Calculate $\sum\limits^\infty_{n=0}\sum\limits^n_{k=0} \binom n k(-\frac 1 3)^k$?

Question

Is there a way to calculate $\sum\limits^\infty_{n=0}\sum\limits^n_{k=0} \binom n k(-\frac 1 3)^k$?

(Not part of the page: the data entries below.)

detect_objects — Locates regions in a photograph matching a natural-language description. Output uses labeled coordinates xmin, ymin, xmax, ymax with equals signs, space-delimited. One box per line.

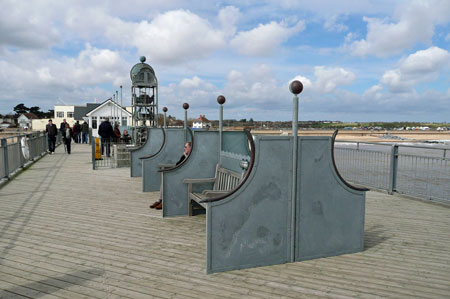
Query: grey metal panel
xmin=222 ymin=131 xmax=250 ymax=156
xmin=162 ymin=131 xmax=219 ymax=217
xmin=295 ymin=137 xmax=365 ymax=261
xmin=130 ymin=128 xmax=164 ymax=177
xmin=207 ymin=136 xmax=292 ymax=274
xmin=142 ymin=129 xmax=186 ymax=192
xmin=220 ymin=151 xmax=250 ymax=173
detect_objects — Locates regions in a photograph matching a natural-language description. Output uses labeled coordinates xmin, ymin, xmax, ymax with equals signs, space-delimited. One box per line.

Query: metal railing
xmin=92 ymin=137 xmax=132 ymax=169
xmin=0 ymin=132 xmax=62 ymax=181
xmin=335 ymin=141 xmax=450 ymax=203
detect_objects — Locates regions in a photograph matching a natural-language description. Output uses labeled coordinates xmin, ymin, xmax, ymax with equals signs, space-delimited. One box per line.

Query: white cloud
xmin=350 ymin=0 xmax=450 ymax=57
xmin=230 ymin=20 xmax=305 ymax=56
xmin=131 ymin=10 xmax=226 ymax=64
xmin=290 ymin=66 xmax=356 ymax=94
xmin=380 ymin=47 xmax=450 ymax=92
xmin=218 ymin=6 xmax=241 ymax=38
xmin=0 ymin=0 xmax=61 ymax=49
xmin=323 ymin=15 xmax=348 ymax=32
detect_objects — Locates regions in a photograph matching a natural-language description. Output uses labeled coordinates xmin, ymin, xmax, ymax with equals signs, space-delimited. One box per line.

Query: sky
xmin=0 ymin=0 xmax=449 ymax=122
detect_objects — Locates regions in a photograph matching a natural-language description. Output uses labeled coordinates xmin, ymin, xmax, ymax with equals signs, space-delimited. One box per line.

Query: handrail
xmin=158 ymin=127 xmax=194 ymax=172
xmin=336 ymin=140 xmax=450 ymax=151
xmin=200 ymin=129 xmax=255 ymax=203
xmin=331 ymin=130 xmax=369 ymax=192
xmin=139 ymin=128 xmax=166 ymax=159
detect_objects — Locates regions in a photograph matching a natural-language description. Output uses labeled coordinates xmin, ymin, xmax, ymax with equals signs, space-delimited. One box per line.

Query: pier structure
xmin=0 ymin=144 xmax=449 ymax=298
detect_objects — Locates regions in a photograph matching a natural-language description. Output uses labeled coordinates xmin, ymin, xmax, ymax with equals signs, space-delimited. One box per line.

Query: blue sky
xmin=0 ymin=0 xmax=449 ymax=122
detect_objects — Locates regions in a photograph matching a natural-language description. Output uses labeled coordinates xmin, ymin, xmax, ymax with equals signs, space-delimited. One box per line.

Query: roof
xmin=194 ymin=115 xmax=210 ymax=122
xmin=85 ymin=98 xmax=132 ymax=117
xmin=22 ymin=113 xmax=39 ymax=119
xmin=74 ymin=103 xmax=101 ymax=120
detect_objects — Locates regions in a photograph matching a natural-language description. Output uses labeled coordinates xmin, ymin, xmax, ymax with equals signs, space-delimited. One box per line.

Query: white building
xmin=192 ymin=115 xmax=211 ymax=129
xmin=17 ymin=113 xmax=39 ymax=130
xmin=85 ymin=99 xmax=132 ymax=137
xmin=54 ymin=105 xmax=76 ymax=126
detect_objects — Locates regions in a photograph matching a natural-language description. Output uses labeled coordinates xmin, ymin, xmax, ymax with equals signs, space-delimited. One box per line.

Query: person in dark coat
xmin=98 ymin=117 xmax=114 ymax=157
xmin=62 ymin=123 xmax=73 ymax=154
xmin=45 ymin=119 xmax=57 ymax=154
xmin=60 ymin=119 xmax=67 ymax=135
xmin=81 ymin=121 xmax=89 ymax=144
xmin=73 ymin=121 xmax=81 ymax=143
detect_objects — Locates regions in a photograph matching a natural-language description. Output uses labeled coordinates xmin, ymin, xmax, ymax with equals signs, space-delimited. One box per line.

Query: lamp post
xmin=289 ymin=80 xmax=303 ymax=262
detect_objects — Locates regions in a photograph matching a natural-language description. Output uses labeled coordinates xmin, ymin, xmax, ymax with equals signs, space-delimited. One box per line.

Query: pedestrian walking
xmin=73 ymin=121 xmax=81 ymax=143
xmin=45 ymin=119 xmax=57 ymax=154
xmin=63 ymin=123 xmax=73 ymax=154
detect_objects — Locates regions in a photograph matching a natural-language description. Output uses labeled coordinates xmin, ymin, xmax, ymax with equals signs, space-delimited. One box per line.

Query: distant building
xmin=18 ymin=113 xmax=39 ymax=129
xmin=85 ymin=99 xmax=132 ymax=137
xmin=0 ymin=115 xmax=17 ymax=128
xmin=192 ymin=115 xmax=211 ymax=129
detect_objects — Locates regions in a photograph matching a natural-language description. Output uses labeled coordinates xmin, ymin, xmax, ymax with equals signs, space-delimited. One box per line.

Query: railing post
xmin=18 ymin=135 xmax=24 ymax=168
xmin=1 ymin=138 xmax=9 ymax=179
xmin=289 ymin=80 xmax=303 ymax=263
xmin=92 ymin=139 xmax=96 ymax=170
xmin=444 ymin=149 xmax=447 ymax=159
xmin=388 ymin=144 xmax=399 ymax=194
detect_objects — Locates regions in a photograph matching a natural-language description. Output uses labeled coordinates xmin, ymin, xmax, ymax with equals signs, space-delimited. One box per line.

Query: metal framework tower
xmin=130 ymin=56 xmax=158 ymax=144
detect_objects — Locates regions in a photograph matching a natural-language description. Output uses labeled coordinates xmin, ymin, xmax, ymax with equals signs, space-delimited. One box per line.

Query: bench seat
xmin=184 ymin=164 xmax=243 ymax=215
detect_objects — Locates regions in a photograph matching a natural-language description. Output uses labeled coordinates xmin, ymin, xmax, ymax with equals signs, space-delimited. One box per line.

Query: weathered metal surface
xmin=162 ymin=131 xmax=219 ymax=217
xmin=296 ymin=137 xmax=365 ymax=261
xmin=130 ymin=128 xmax=165 ymax=177
xmin=207 ymin=136 xmax=293 ymax=273
xmin=141 ymin=129 xmax=186 ymax=192
xmin=205 ymin=135 xmax=365 ymax=274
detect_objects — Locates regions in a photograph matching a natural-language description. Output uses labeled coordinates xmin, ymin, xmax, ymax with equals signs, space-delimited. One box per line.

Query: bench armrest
xmin=202 ymin=190 xmax=230 ymax=198
xmin=158 ymin=164 xmax=176 ymax=170
xmin=183 ymin=178 xmax=216 ymax=184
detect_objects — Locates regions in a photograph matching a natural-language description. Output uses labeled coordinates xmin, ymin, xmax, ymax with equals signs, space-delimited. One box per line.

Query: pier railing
xmin=0 ymin=132 xmax=62 ymax=181
xmin=335 ymin=141 xmax=449 ymax=203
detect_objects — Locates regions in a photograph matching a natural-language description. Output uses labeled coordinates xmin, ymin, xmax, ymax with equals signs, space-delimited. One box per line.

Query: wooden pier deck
xmin=0 ymin=144 xmax=449 ymax=298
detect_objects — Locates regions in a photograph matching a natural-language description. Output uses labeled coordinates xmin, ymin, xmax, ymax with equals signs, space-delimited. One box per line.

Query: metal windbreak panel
xmin=162 ymin=131 xmax=219 ymax=217
xmin=207 ymin=136 xmax=292 ymax=273
xmin=221 ymin=131 xmax=251 ymax=156
xmin=130 ymin=128 xmax=165 ymax=177
xmin=295 ymin=137 xmax=365 ymax=261
xmin=142 ymin=129 xmax=186 ymax=192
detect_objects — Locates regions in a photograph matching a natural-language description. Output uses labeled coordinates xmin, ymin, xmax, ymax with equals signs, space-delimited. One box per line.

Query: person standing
xmin=81 ymin=121 xmax=89 ymax=144
xmin=63 ymin=123 xmax=73 ymax=154
xmin=113 ymin=123 xmax=121 ymax=142
xmin=45 ymin=119 xmax=57 ymax=154
xmin=98 ymin=117 xmax=114 ymax=157
xmin=73 ymin=121 xmax=81 ymax=143
xmin=60 ymin=119 xmax=67 ymax=135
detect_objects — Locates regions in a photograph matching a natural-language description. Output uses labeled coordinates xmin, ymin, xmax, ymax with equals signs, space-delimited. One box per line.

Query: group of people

If I would be able to calculate it I could find the solution at another task. So hopefully it is possible. I feel like I am missing out onto something here. Is ther a way to simplify the second part?

Answer 1

\begin{align}\sum\limits^\infty_{n=0}\sum\limits^n_{k=0} \binom n k\left(-\frac 1 3\right)^k&=\sum\limits^\infty_{n=0}\sum\limits^n_{k=0} \binom n k 1^{n-k}\left(-\frac 1 3\right)^k\\ &=\sum_{n=0}^{\infty}\left(1-\frac13\right)^n \\ &= \sum_{n=0}^{\infty}\left(\frac23\right)^n \\ &= \frac{1}{1-\frac23} \\ &=3\end{align}

Answer 2

First multiply by $1^{n-k}$ $$\sum\limits^\infty_{n=0}\sum\limits^n_{k=0} \binom n k(-\frac 1 3)^k\\ \sum\limits^\infty_{n=0}\sum\limits^n_{k=0} \binom n k(-\frac 1 3)^k1^{n-k}\\ \sum\limits^\infty_{n=0}\sum\limits^n_{k=0} (1+\frac{-1}{3})^n\\ \sum\limits^\infty_{n=0} (\frac{+2}{3})^n=\\ \sum\limits^\infty_{n=0}((\frac{+2}{3})^0+(\frac{+2}{3})^1+(\frac{+2}{3})^3+...+(\frac{+2}{3})^n+...)=\\\lim_{n \to \infty}\frac{1(1-(\frac23)^{n+1})}{1-\frac23}\\ $$

Answer 3

Note that

$$\sum_{n=0}^\infty \color{blue}{\sum_{k=0}^n \binom nk (-r)^k}=\sum_{n=0}^\infty \color{blue}{(1-r)^k} =\frac 1{1-(1-r)}=\frac 1r$$

Putting $r=\frac 13$ gives $$\sum_{n=0}^\infty \sum_{k=0}^n \binom nk \left(-\frac 13\right)^k=\color{red}3$$